谈志宾松了口气,这才发觉自己因为一时情急,刚刚的提问实在是不妥。幸好宁维则知道他是没拿自己当外人,也不跟他生气,他这才讪讪地笑了笑,等着宁维则的下文。
“是这样的,”宁维则整理了一下语言,“我这几天就准备离开东绍了。”
谈志宾愣了愣,随即释然:“哦,也对,王爷另有差事。想必消息刚到,他就告诉你了吧?”

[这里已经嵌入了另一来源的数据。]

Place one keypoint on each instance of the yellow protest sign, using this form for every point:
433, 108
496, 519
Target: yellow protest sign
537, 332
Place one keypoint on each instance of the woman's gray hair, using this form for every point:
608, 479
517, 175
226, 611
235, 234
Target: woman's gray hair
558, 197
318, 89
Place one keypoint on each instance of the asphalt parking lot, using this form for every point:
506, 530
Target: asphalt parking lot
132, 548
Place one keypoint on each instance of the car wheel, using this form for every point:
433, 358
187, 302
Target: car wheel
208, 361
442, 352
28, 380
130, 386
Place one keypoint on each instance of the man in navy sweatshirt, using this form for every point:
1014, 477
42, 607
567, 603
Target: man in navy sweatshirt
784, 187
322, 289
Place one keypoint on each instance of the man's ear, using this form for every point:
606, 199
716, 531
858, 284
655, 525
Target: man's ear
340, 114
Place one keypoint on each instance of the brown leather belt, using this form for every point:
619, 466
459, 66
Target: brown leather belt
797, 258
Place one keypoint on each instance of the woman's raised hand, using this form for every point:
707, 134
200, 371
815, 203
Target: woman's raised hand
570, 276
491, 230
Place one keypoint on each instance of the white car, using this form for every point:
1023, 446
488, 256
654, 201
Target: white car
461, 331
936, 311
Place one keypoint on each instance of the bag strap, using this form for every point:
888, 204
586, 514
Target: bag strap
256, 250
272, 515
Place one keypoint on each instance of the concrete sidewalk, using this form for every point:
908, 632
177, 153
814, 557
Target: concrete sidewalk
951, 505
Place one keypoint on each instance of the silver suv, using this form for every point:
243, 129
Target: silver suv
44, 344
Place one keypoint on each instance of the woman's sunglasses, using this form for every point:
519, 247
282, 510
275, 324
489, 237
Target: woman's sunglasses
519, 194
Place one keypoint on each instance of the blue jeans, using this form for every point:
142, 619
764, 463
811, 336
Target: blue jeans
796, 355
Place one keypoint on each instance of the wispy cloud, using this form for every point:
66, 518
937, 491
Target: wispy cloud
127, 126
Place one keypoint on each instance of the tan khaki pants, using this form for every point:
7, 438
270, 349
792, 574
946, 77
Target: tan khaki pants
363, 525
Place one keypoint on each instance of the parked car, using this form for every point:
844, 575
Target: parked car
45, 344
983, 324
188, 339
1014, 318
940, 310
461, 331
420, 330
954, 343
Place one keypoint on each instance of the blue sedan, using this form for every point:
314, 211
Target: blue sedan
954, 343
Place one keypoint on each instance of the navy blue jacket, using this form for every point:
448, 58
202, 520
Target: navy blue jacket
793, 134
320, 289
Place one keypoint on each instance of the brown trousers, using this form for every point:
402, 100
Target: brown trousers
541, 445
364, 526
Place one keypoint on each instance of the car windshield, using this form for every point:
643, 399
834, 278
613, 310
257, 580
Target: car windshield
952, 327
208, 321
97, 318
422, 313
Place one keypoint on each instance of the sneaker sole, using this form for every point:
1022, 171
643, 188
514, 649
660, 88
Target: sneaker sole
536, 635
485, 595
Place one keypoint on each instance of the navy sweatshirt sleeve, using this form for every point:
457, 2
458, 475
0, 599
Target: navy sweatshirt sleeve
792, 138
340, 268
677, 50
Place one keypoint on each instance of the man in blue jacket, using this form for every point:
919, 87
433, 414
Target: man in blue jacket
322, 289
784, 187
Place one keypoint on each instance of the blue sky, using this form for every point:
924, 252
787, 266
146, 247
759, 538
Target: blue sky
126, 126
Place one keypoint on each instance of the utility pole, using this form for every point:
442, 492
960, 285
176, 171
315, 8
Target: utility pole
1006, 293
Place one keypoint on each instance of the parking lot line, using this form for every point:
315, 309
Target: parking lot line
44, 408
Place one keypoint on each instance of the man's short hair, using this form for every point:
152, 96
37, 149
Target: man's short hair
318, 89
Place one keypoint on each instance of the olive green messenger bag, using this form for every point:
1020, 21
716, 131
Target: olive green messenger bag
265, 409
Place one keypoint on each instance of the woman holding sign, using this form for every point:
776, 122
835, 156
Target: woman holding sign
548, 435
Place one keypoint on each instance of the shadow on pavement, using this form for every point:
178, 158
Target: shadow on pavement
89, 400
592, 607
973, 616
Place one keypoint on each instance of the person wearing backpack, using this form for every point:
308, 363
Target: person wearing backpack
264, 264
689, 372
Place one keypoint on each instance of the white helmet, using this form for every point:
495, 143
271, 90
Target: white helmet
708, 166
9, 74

这话把宁维则也说了一愣,还不等她解释,谈志宾的话就像连珠炮一般砸了过来:“北境苦寒,宁姑娘此去还要多加保重。老夫这里倒是有些袪风御寒补养元气的验方,一会我都写下来给你。随行的军医们呐,不是我说,医术实在是太过稀松平常。连诊个脉都是勉勉强强,想让他们开些好方子?那简直是比要了他们的命还难受。”
“你就听老夫的,那些方子我会写得清清楚楚。万一真受了风寒,感觉身体不舒服的话,让他们参考老夫的方子,准没错!还有,你毕竟是个女娃子,出发之前一定要准备上几双厚厚的翻毛皮靴。所谓百病从寒起,寒从脚底生,可马虎不得。”谈志宾说起医药这些本门功课来,端的是气势十足。
“哦,对了。你这丫头本身也是个懂食补的,像是红枣、生姜、黄芪、山药这些补气血的食材,到时都可以适当吃些……”谈志宾是当真把宁维则当成自家的子侄,絮絮叨叨说了半天。
宁维则一直插不上话,只好哭笑不得地看着他。
好在谈志宾说着说着,看到宁维则的表情似乎不太对劲,这才停了下来:“宁丫头,为何如此盯着老夫?可是我有什么地方说得不对?”
宁维则带着几分歉意,对着谈志宾笑了笑:“谈先生,您的这些提醒,恐怕我这次是用不上了。”
“嗯?”谈志宾搞不懂宁维则的意思,胡子抖了抖:“你不是要跟王爷一起去绥州么?”
宁维则轻轻皱了皱眉:“赵公子要去绥州了是吗?”
看着宁维则的表情不似作伪,谈志宾这才意识到,宁维则和赵安歌之间,似乎是发生了些什么。
他缩了缩脖子,试探着问道:“你是不是跟王爷闹别扭了?”
宁维则眯了眯眼睛,眼底却无半分笑意:“我跟他性格不合,不是一路人。”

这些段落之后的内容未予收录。